Unfortunately, Critchley’s distaste for coherence is clear in the way his book is structured and written. It consists of 61 brief chapters of disjointed rambling that at times verge on mania, as if Holden Caulfield lost his mind after attending a graduate postmodernism seminar. It combines ham-fisted attempts at being accessible and relevant with all the pretentious tics of contemporary continental philosophy. Pop culture references abound, and an alarming number of sentences end with “or whatever” — as in “truth, justice, or whatever.” But if you need any reassurances about the author’s sophistication, you’ll be treated to many a “horizon,” “doxa,” “otherness,” and “lacuna.”

This is all to say that the book is full of the counterproductive effects that follow from a philosophical bad conscience — from Critchley’s attempt to disavow a simplistic conception of philosophy in order to ally himself with a simplistic conception of the poetic.
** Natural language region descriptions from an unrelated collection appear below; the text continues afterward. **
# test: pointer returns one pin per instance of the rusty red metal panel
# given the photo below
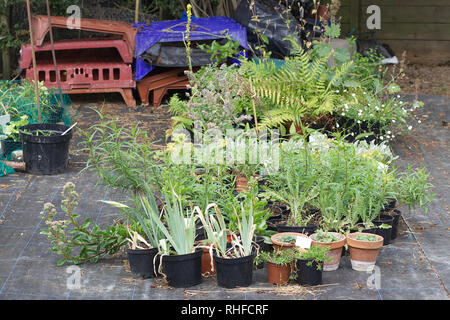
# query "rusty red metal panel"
(159, 84)
(41, 27)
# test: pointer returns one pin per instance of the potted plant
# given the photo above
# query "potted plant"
(141, 256)
(143, 253)
(364, 248)
(335, 241)
(180, 258)
(294, 185)
(279, 265)
(45, 147)
(310, 265)
(233, 260)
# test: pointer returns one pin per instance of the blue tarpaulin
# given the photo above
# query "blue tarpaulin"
(175, 31)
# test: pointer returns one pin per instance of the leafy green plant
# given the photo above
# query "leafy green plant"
(316, 254)
(91, 243)
(12, 129)
(286, 238)
(180, 230)
(414, 189)
(278, 257)
(122, 157)
(300, 91)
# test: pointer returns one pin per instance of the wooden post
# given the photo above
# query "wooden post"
(136, 14)
(33, 54)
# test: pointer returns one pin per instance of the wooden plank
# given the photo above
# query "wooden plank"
(411, 31)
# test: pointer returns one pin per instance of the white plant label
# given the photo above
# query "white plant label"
(303, 242)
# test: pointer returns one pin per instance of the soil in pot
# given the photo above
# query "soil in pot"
(396, 215)
(390, 205)
(278, 274)
(46, 153)
(336, 250)
(363, 253)
(234, 272)
(141, 262)
(308, 275)
(183, 271)
(384, 232)
(206, 263)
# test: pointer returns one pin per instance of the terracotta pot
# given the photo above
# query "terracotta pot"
(363, 254)
(206, 263)
(335, 250)
(241, 183)
(278, 274)
(278, 245)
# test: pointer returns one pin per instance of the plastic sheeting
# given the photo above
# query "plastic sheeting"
(174, 31)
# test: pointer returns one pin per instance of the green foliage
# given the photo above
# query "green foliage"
(122, 157)
(366, 237)
(326, 237)
(414, 189)
(219, 99)
(12, 129)
(300, 91)
(278, 257)
(286, 238)
(84, 241)
(180, 230)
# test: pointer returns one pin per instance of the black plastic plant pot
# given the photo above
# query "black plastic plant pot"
(42, 154)
(141, 262)
(234, 272)
(308, 229)
(386, 233)
(308, 275)
(261, 247)
(183, 271)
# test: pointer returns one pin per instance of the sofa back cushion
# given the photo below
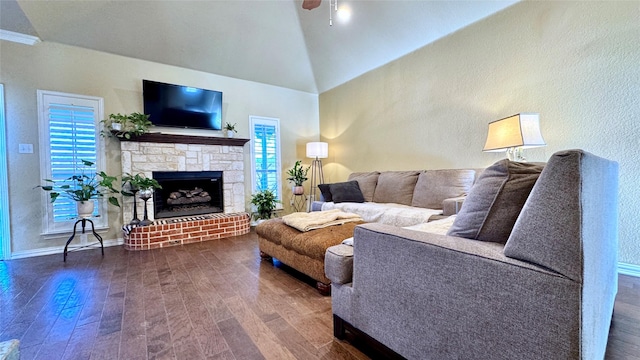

In doing so, the book sacrifices both philosophical depth and literary sensibility.

What substance the book has it borrows from a handful of well-known secondary sources. It reports these sources faithfully but makes no attempt to analyze, synthesize, or otherwise critically engage with them. Meanwhile, it represents philosophy in general as a form of dogma — a straw man devoid of the nuance to which “tragic consciousness” is supposed to attune us. Contra Critchley, philosophy has always sought to grapple with its own fallibility. Socrates, after all, claimed to know nothing, and his willingness to die for it was tragic.

If you can’t be friends with philosophy, you ought to at least make friends with psychology. Whereas Critchley identifies “affect regulation” (or our ability to manage our emotions) with reason’s repression of emotion, depth psychologists think of it as the capacity to have emotions without being overwhelmed by them: One contains them. This in turn requires a capacity to represent feelings, to put them in thoughts and words, instead of disavowing them only to enact them tragically. And this capacity is thought to be a product of growing up, a process in which loss and mourning are essential. We give up the ministrations of our early caretakers only to internalize the ability to take care of ourselves.

The insight of the depth psychologists is that integration and disintegration, much less reason and emotion, do not form the binary opposition that Critchley thinks they do. The experience of loss may involve an integration of what is lost and forms the basis of the identification at work in an audience’s experience of the tragic. This sort of account is essential to deepening our understanding not just of catharsis but also of the aesthetic. If we can understand the relationship between external losses and internal gains, we are in a much better position to explain the pleasures of tragic consciousness and defend them against anti-poetic mania.